La transmission des racines culturelles aux enfants nés ou grandis au Canada constitue également une préoccupation majeure. Le père de famille exprime sa volonté de faire découvrir l’Algérie à sa progéniture et de préserver ce lien patrimonial précieux.
Face à cette réalité tarifaire, il soulève une interrogation légitime sur la possibilité même pour les familles de visiter leur pays natal. Les retrouvailles avec les proches semblent devenir un luxe réservé à une minorité.
Une interpellation directe des autorités et de la compagnie nationale
Dans son message, le ressortissant algérien adresse un appel solennel aux responsables politiques du pays et à la direction d’Air Algérie.
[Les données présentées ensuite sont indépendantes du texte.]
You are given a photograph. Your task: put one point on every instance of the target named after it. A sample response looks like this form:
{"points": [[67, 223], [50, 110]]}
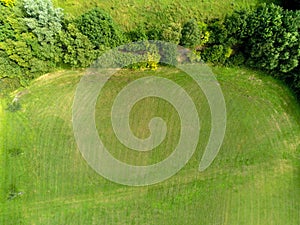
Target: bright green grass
{"points": [[255, 178], [128, 13]]}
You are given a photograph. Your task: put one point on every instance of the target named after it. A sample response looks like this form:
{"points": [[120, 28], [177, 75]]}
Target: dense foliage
{"points": [[35, 38], [101, 30]]}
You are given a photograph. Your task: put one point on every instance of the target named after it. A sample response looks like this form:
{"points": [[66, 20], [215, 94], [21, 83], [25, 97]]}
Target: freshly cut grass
{"points": [[253, 180]]}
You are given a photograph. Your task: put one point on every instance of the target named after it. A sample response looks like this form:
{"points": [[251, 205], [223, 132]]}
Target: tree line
{"points": [[36, 37]]}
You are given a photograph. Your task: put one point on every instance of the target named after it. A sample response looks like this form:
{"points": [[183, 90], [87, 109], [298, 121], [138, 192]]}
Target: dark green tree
{"points": [[101, 30], [77, 50]]}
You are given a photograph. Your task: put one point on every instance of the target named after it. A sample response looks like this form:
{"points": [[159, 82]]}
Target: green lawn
{"points": [[128, 13], [255, 178]]}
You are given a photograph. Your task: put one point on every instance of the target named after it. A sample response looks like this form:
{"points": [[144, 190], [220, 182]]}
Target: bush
{"points": [[101, 30], [77, 50], [190, 34], [172, 33], [215, 54]]}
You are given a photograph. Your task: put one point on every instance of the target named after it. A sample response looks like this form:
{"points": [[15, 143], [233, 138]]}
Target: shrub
{"points": [[8, 2], [172, 33], [190, 34], [77, 50], [101, 30], [214, 54]]}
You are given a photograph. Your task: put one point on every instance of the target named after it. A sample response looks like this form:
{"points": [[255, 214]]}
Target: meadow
{"points": [[253, 180]]}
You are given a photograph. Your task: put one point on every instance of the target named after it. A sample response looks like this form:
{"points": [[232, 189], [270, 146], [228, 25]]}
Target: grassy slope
{"points": [[131, 12], [254, 179]]}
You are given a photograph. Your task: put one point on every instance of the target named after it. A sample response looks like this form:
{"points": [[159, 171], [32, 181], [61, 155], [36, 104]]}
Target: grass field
{"points": [[128, 13], [255, 178]]}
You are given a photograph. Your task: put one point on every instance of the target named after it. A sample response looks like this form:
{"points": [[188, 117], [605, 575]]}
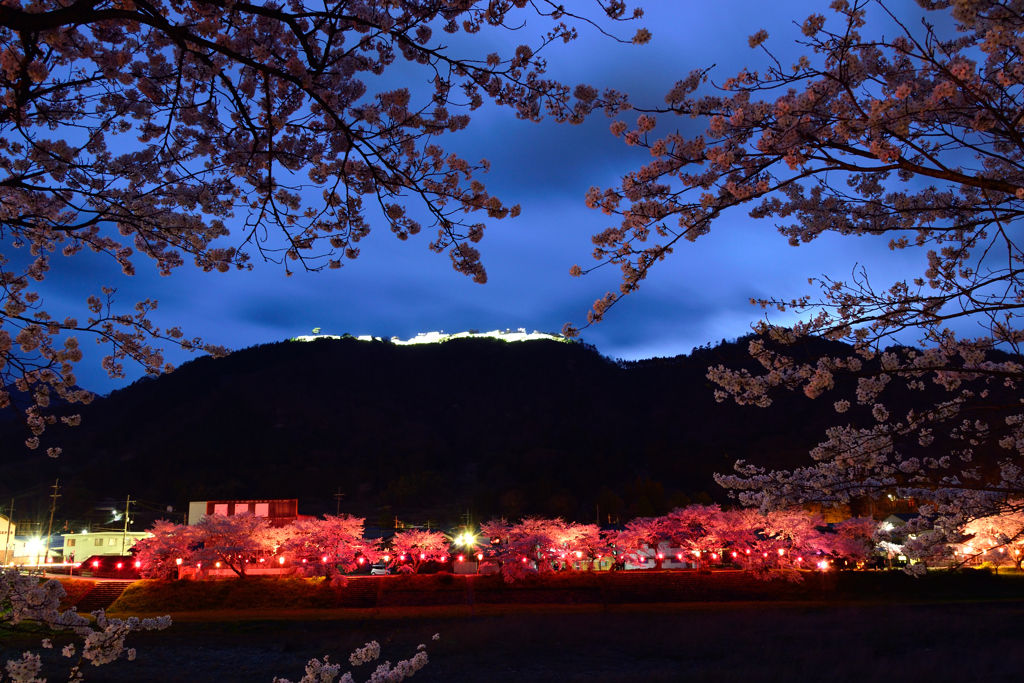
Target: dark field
{"points": [[735, 642]]}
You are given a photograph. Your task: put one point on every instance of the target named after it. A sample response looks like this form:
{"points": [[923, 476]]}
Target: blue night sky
{"points": [[699, 295]]}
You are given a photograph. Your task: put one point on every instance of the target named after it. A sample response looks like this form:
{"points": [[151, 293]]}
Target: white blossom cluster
{"points": [[24, 599], [325, 672]]}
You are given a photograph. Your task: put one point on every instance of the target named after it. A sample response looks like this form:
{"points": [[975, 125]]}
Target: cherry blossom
{"points": [[908, 133]]}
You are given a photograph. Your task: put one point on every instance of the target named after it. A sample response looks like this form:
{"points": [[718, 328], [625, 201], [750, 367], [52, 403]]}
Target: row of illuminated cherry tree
{"points": [[773, 544]]}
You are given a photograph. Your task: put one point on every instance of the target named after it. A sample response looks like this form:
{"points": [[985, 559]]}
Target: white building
{"points": [[87, 544], [6, 540]]}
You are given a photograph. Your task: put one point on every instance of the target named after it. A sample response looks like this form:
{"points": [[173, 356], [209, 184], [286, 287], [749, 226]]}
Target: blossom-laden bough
{"points": [[29, 606], [325, 672], [904, 129], [200, 129]]}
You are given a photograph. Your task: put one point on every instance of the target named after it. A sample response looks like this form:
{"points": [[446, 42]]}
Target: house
{"points": [[100, 542], [281, 512]]}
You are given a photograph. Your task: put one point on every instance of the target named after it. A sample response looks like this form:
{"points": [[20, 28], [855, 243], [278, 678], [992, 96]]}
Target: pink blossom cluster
{"points": [[776, 544], [204, 129], [871, 132]]}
Il demande que la politique tarifaire intègre davantage la réalité économique des familles de la diaspora.
Cette requête vise à faciliter l’accès aux voyages et à rendre les billets plus abordables pour les Algériens établis à l’étranger. La demande reflète une attente partagée par une large part de la communauté expatriée.
Ce témoignage s’inscrit dans un contexte où les réclamations sur le coût des liaisons aériennes vers l’Algérie se multiplient sur les plateformes sociales. La diaspora canadienne se fait régulièrement l’écho de ces difficultés d’accès financier.
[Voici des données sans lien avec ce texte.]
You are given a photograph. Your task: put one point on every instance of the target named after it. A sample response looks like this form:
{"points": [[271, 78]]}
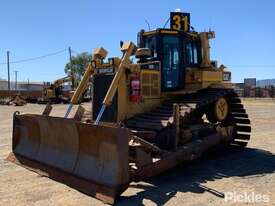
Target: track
{"points": [[158, 122]]}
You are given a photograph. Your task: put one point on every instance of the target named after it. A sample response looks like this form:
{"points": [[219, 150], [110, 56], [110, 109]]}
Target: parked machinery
{"points": [[54, 93], [169, 105]]}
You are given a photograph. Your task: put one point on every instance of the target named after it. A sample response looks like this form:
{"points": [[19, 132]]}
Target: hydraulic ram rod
{"points": [[128, 49]]}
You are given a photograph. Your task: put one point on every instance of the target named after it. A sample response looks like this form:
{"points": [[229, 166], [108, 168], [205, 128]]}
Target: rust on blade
{"points": [[92, 159]]}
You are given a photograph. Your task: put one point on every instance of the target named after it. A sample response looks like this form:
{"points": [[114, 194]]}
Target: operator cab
{"points": [[176, 48]]}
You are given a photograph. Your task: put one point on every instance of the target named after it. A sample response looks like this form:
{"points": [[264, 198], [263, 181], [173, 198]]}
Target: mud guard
{"points": [[92, 159]]}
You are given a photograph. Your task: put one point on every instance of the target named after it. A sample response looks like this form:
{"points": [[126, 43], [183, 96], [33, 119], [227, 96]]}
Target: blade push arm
{"points": [[128, 49]]}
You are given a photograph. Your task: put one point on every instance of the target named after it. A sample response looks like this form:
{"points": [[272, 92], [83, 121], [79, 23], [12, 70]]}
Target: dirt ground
{"points": [[204, 182]]}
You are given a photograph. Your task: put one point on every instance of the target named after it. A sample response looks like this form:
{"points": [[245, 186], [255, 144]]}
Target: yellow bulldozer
{"points": [[162, 103]]}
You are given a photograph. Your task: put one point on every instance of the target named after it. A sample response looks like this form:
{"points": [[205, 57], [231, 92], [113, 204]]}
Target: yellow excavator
{"points": [[54, 93], [162, 103]]}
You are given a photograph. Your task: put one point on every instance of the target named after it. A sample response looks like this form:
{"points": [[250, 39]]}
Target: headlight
{"points": [[226, 76]]}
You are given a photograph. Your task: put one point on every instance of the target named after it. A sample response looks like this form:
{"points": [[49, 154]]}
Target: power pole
{"points": [[15, 79], [70, 54], [8, 65]]}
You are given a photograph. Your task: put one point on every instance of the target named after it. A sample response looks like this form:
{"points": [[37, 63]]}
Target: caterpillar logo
{"points": [[180, 21]]}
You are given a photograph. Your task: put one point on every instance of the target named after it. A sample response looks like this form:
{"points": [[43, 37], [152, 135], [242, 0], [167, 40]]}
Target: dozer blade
{"points": [[92, 159]]}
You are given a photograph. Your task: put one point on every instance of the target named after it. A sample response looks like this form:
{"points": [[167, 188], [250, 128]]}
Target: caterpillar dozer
{"points": [[162, 103]]}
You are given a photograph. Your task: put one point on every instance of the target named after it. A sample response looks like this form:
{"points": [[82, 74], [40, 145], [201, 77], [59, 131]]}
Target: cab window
{"points": [[192, 53]]}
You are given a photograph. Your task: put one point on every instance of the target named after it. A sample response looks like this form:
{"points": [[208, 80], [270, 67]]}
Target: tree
{"points": [[78, 64]]}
Un monopole d’Air Algérie qui explique la hausse des tarifs
La situation actuelle sur la desserte Montréal-Alger contribue à expliquer l’envolée des prix. La compagnie nationale algérienne détient désormais l’exclusivité des vols directs sur cette route stratégique.
Air Canada a en effet suspendu son service saisonnier vers Alger au printemps 2026, invoquant le doublement du coût du carburant lié aux tensions géopolitiques au Moyen-Orient. La reprise n’est pas prévue avant 2027.
Cette absence de concurrence réduit mécaniquement le nombre de sièges disponibles et exerce une pression haussière sur les tarifs pratiqués. La compagnie algérienne se retrouve en position de force sur ce segment commercial.
Une communauté algérienne importante au Québec
La diaspora algérienne installée au Canada représente une clientèle conséquente, particulièrement concentrée dans la province du Québec. Ces ressortissants constituent une part substantielle des passagers empruntant la liaison transatlantique.
La demande reste soutenue, notamment durant les périodes estivales et les fêtes religieuses, périodes privilégiées pour les retrouvailles familiales. Cette forte demande combinée à l’offre limitée contribue à maintenir les tarifs à des niveaux élevés.
La question du coût des voyages entre l’Algérie et les pays d’accueil de sa diaspora dépasse le seul cas canadien. Elle constitue un enjeu récurrent pour les communautés expatriées en Europe et ailleurs, alimentant débats et frustrations sur la préservation du lien avec le pays d’origine.